Ces annonces ne se traduisent toutefois par aucun effort significatif sur le plan budgétaire :

- pour la police nationale, de 165,47 millions d'euros en autorisations d'engagement, soit une très légère augmentation de 0,6 % par rapport aux chiffres annoncés au moment de la discussion du projet de loi de finances pour 2018 (164,44 millions d'euros en autorisations d'engagement) ;

- pour la gendarmerie nationale, de 105 millions d'euros en autorisations d'engagement, soit une stagnation par rapport aux chiffres annoncés au moment de la discussion du projet de loi de finances pour 2018.

Votre rapporteur s'inquiète par ailleurs, au vu des exécutions passées, que les crédits alloués à la police et à la gendarmerie soient conformes aux enveloppes annoncées. En effet, alors même que le Gouvernement avait annoncé, dans le cadre de la discussion du projet de loi de finances pour 2018, un effort budgétaire significatif en faveur de l'immobilier, les crédits alloués aux opérations de réhabilitation immobilière ont fait les frais, dans le cadre de la répartition définitive des crédits des programmes 176 et 152, de l'application de mesures d'économies. Les crédits effectivement alloués se sont élevés à 151,5 millions d'euros en autorisations d'engagement pour la police et 101 millions d'euros en autorisations d'engagement pour la gendarmerie, soit des baisses respectives de 14,1 et de 4 millions d'euros par rapport aux montants annoncés dans le cadre de la discussion budgétaire au Parlement.

Au demeurant, force est de constater que cet investissement, certes conséquent, ne paraît pas à la hauteur des besoins réels de rénovation .

Une étude réalisée en 2016 par la direction générale de la police nationale a identifié, pour assurer une mise à niveau du parc domanial de la police, 80 grands projets immobiliers, pour un coût total estimé à 1,1 milliard d'euros. Avec un montant annuel d'investissement de 150 millions d'euros, la programmation immobilière 2018-2020 demeure, de l'avis de votre rapporteur, insuffisamment ambitieuse pour combler le retard accumulé dans le passé et enrayer la dégradation du parc.

La direction générale de la gendarmerie nationale estime quant à elle à 300 millions d'euros la dépense annuelle nécessaire pour assurer le maintien à niveau de son parc domanial , dont 200 millions d'euros pour couvrir des opérations de construction ou de réhabilitation et 100 millions d'euros pour la maintenance lourde. Les crédits d'investissement alloués par le projet de loi de finances pour 2019, de 105 millions d'euros, apparaissent dès lors largement inférieurs aux besoins .

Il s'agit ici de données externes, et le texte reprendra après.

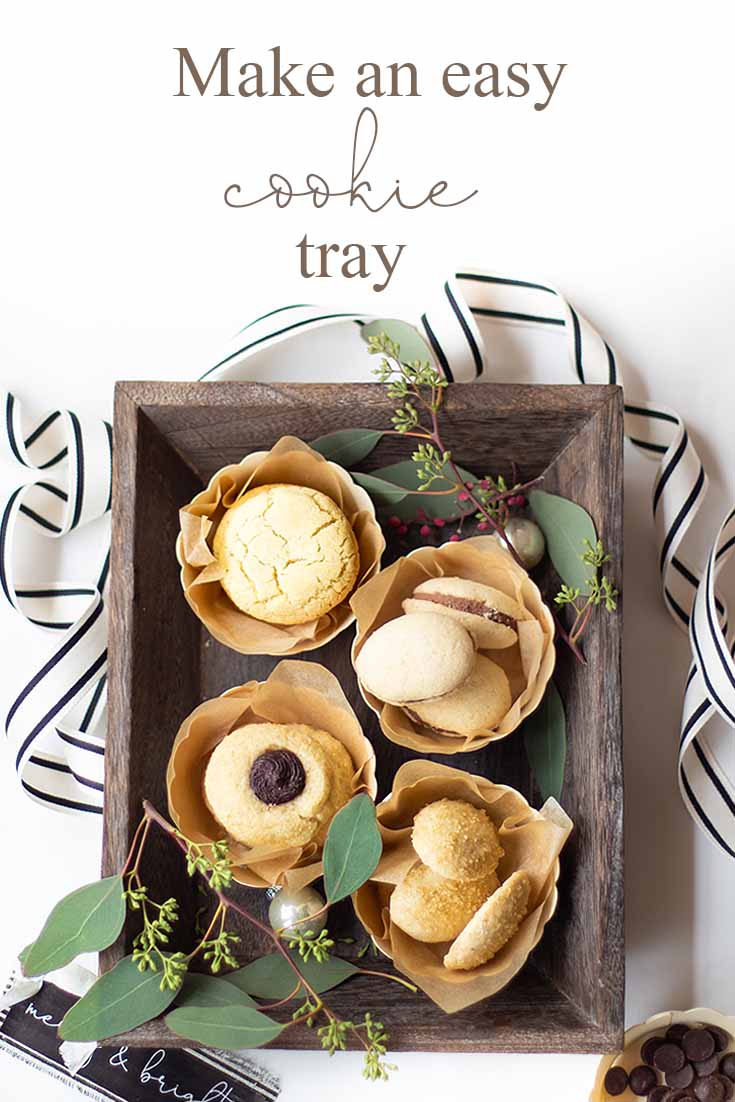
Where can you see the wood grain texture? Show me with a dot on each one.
(169, 440)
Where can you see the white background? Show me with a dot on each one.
(120, 260)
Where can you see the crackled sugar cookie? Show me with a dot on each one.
(271, 784)
(456, 840)
(289, 553)
(432, 908)
(495, 922)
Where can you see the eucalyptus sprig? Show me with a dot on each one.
(311, 946)
(597, 591)
(216, 1012)
(419, 388)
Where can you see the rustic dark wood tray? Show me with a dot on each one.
(169, 439)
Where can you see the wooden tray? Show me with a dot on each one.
(169, 439)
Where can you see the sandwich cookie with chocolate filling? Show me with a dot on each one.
(488, 614)
(278, 784)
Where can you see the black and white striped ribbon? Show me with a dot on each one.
(450, 327)
(55, 724)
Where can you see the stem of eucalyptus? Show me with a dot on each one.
(152, 816)
(155, 817)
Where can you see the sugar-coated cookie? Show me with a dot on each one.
(495, 922)
(289, 553)
(476, 705)
(456, 840)
(277, 784)
(490, 615)
(414, 658)
(432, 908)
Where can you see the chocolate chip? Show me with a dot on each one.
(682, 1078)
(277, 777)
(698, 1044)
(710, 1090)
(616, 1080)
(722, 1038)
(649, 1047)
(727, 1083)
(642, 1079)
(669, 1058)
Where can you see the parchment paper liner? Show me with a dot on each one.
(289, 461)
(634, 1038)
(295, 692)
(529, 663)
(532, 840)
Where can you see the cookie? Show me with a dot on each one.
(488, 614)
(456, 840)
(289, 553)
(271, 784)
(415, 658)
(477, 705)
(432, 908)
(493, 926)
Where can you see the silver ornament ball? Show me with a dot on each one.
(291, 909)
(527, 540)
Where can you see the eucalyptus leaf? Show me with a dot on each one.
(118, 1001)
(83, 921)
(412, 345)
(348, 445)
(406, 475)
(201, 990)
(544, 734)
(384, 494)
(565, 526)
(272, 978)
(229, 1027)
(352, 850)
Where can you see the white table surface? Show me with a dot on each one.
(121, 261)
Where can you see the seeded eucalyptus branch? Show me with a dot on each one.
(598, 592)
(119, 1001)
(419, 388)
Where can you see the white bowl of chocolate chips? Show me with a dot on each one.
(676, 1057)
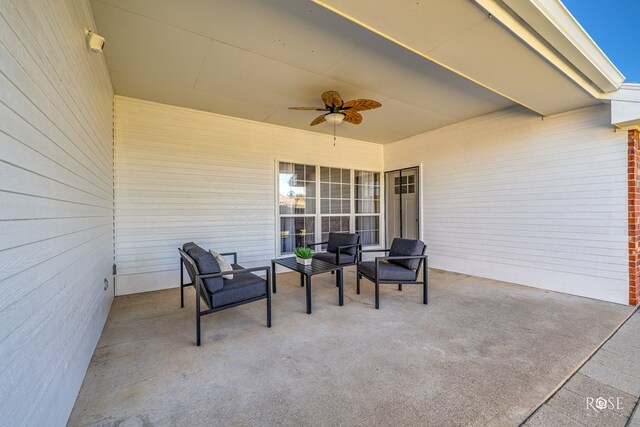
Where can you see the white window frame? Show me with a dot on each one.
(318, 215)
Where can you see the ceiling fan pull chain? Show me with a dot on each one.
(334, 134)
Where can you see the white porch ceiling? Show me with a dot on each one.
(254, 58)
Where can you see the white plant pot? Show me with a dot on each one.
(303, 261)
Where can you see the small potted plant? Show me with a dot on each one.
(303, 255)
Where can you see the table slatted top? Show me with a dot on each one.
(316, 267)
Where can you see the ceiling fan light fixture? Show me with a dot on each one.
(334, 118)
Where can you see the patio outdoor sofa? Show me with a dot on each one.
(221, 289)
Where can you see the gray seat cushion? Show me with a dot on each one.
(406, 247)
(206, 264)
(387, 271)
(243, 286)
(342, 239)
(331, 258)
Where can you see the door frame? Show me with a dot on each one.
(418, 167)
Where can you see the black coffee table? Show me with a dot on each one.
(316, 267)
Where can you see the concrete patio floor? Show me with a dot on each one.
(481, 353)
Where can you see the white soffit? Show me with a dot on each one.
(254, 58)
(625, 105)
(546, 63)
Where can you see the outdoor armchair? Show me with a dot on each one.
(217, 292)
(342, 249)
(401, 266)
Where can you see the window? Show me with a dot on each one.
(335, 201)
(367, 202)
(296, 205)
(316, 200)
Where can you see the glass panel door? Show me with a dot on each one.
(402, 204)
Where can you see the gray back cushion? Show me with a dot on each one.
(342, 239)
(206, 264)
(406, 247)
(188, 246)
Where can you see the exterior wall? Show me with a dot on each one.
(186, 175)
(56, 207)
(634, 215)
(512, 197)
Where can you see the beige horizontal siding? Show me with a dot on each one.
(184, 175)
(56, 207)
(513, 197)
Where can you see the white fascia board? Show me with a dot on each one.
(573, 51)
(625, 105)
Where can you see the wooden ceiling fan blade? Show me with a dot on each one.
(318, 120)
(331, 98)
(361, 105)
(352, 117)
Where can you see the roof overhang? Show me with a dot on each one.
(625, 106)
(544, 26)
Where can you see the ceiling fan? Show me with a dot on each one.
(337, 110)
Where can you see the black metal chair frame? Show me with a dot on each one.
(201, 291)
(356, 245)
(424, 262)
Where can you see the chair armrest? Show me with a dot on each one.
(374, 250)
(358, 246)
(235, 256)
(310, 245)
(224, 273)
(401, 257)
(385, 258)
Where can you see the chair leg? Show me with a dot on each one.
(425, 281)
(181, 283)
(198, 312)
(268, 299)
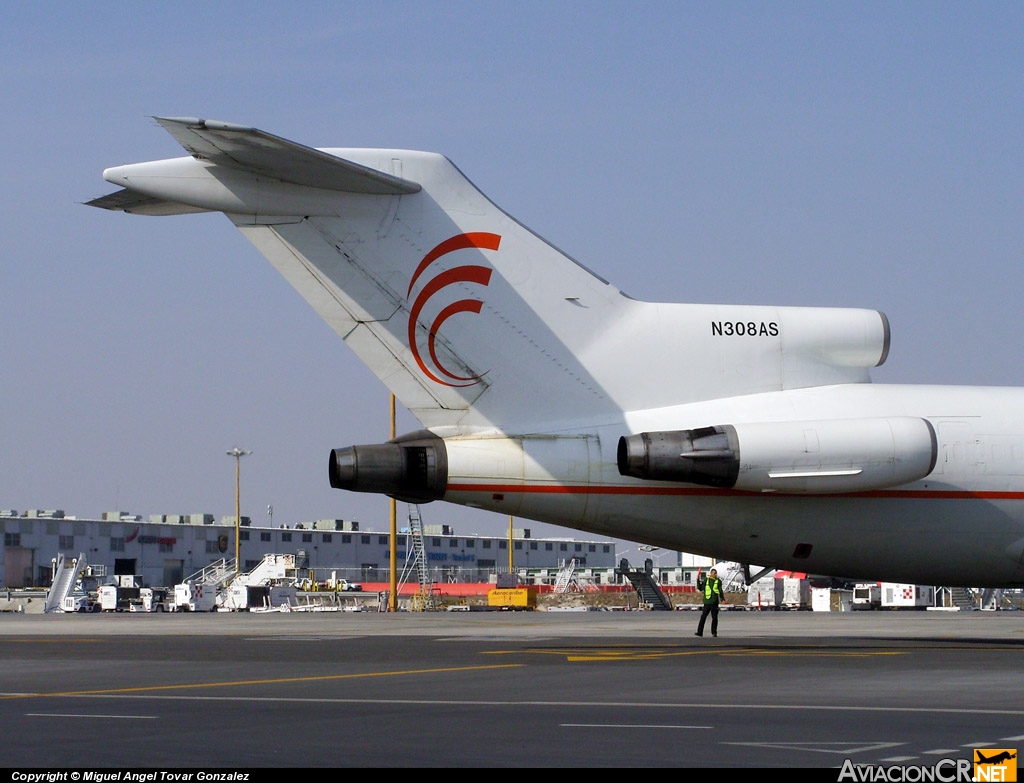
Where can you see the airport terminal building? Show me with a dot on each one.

* 14 Rapport de l'inspection générale de la police nationale relatif à la formation dans la police nationale, décembre 2015, et rapport de l'inspection générale de la gendarmerie nationale relatif à la formation continue en gendarmerie nationale, n° 991, 26 février 2016.

* 15 En raison d'une réforme informatique, les données relatives aux véhicules réformés avant 2015 n'ont pu être communiquées à votre commission.

* 16 La réforme des parcs automobiles de la police et de la gendarmerie repose sur deux critères alternatifs : le kilométrage et l'âge du véhicule. Dans la police, pour les véhicules légers, ces critères s'élèvent à 170 000 km et 8 ans. Pour la gendarmerie, ils sont de 200 000 km et 8 ans.